O crime ocorreu na manhã de 28 de janeiro de 2004, quando três fiscais e um motorista do Ministério do Trabalho e Emprego foram emboscados em uma rodovia vicinal e alvejados na cabeça. Eratóstenes de Almeida Gonçalves, o Tote, de 42 anos, João Batista Soares, 50, e Nelson José da Silva, 52, apuravam possíveis irregularidades trabalhistas em colheitas de feijão. Ailton Pereira de Oliveira, 52, dirigia o veículo. Entre executores e mandantes, o número de réus chegou a nove – um deles morreu no início deste ano. Mesmo sem relação direta com o tema, em homenagem aos quatro servidores mortos o 28 de janeiro tornou-se por lei o Dia Nacional de Combate ao Trabalho Escravo.
Dois dos acusados, os irmãos Antério e Norberto Mânica, são mais do que conhecidos na região. Candidato pelo PSDB, Antério foi eleito (2004) e reeleito (2008) prefeito de Unaí, cidade a 170 quilômetros de Brasília e a 600 de Belo Horizonte. O fazendeiro Norberto é conhecido como “rei do feijão”. Ambos respondem pela acusação de homicídio qualificado. Segundo o Tribunal Regional Federal (TRF) da 1ª Região, o objetivo é julgar os outros cinco réus ainda durante o período de convocação do Tribunal do Júri, que vai de amanhã até 27 de setembro.
Comprovação
A procuradora da República Mirian Moreira Lima, do Ministério Público Federal (MPF) em Minas Gerais, mostra confiança no resultado do julgamento. “Desde o começo, foi feito um trabalho de comprovação dos fatos pela Polícia Federal e pelo Ministério Público”, afirma. Ela cita itens como “ligações telefônicas feitas na véspera, durante e depois” do crime entre alguns dos acusados, o relógio retirado de uma das vítimas, uma pistola usada no crime, e depoimentos que demonstram o vínculo existente entre eles. Ao se referir a esse primeiro julgamento, a procuradora acredita que os acusados dificilmente escaparão “desse conjunto de comprovações”.

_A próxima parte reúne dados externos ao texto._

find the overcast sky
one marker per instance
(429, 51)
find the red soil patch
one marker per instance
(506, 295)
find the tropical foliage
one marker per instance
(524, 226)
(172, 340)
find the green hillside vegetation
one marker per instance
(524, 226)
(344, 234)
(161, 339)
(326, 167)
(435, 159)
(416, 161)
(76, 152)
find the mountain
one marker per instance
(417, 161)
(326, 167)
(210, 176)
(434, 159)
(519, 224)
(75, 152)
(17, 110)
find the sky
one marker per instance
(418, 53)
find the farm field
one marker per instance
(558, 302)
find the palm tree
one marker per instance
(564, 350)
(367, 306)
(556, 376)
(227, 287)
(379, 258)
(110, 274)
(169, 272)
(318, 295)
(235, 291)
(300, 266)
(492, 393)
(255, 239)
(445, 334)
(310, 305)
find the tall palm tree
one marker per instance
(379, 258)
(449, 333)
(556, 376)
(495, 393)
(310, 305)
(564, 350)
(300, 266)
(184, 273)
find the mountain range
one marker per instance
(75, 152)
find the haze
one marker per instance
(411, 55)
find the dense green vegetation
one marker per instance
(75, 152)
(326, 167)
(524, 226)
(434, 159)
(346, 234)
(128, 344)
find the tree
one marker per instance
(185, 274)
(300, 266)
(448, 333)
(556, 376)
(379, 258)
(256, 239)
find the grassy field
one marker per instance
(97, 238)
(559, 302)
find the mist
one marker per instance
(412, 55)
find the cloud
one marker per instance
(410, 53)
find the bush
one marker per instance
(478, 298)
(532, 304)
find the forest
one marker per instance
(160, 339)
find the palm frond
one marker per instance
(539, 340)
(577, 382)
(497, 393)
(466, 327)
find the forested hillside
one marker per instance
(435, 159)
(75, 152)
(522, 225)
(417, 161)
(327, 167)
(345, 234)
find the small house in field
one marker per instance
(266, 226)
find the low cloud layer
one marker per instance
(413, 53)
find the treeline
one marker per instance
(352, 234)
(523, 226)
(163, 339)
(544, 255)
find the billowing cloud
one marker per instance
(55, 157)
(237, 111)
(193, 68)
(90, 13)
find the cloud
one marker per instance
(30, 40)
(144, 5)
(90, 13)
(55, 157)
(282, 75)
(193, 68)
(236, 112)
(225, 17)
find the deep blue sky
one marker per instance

“A gente espera que finalmente a Justiça dê a resposta que a sociedade tanto anseia”, diz Mirian. “O julgamento é um direito inclusive dos réus”, acrescenta. Ela diz reconhecer que é excesso o período de prisão – quase dez anos – dos que serão julgados amanhã (Rogério Alan Rocha Rios, William Gomes de Miranda e Erinaldo de Vasconcelos Silva). Segundo ela, isso aconteceu por ação da própria defesa, devido ao número de recursos apresentados ao longo do processo.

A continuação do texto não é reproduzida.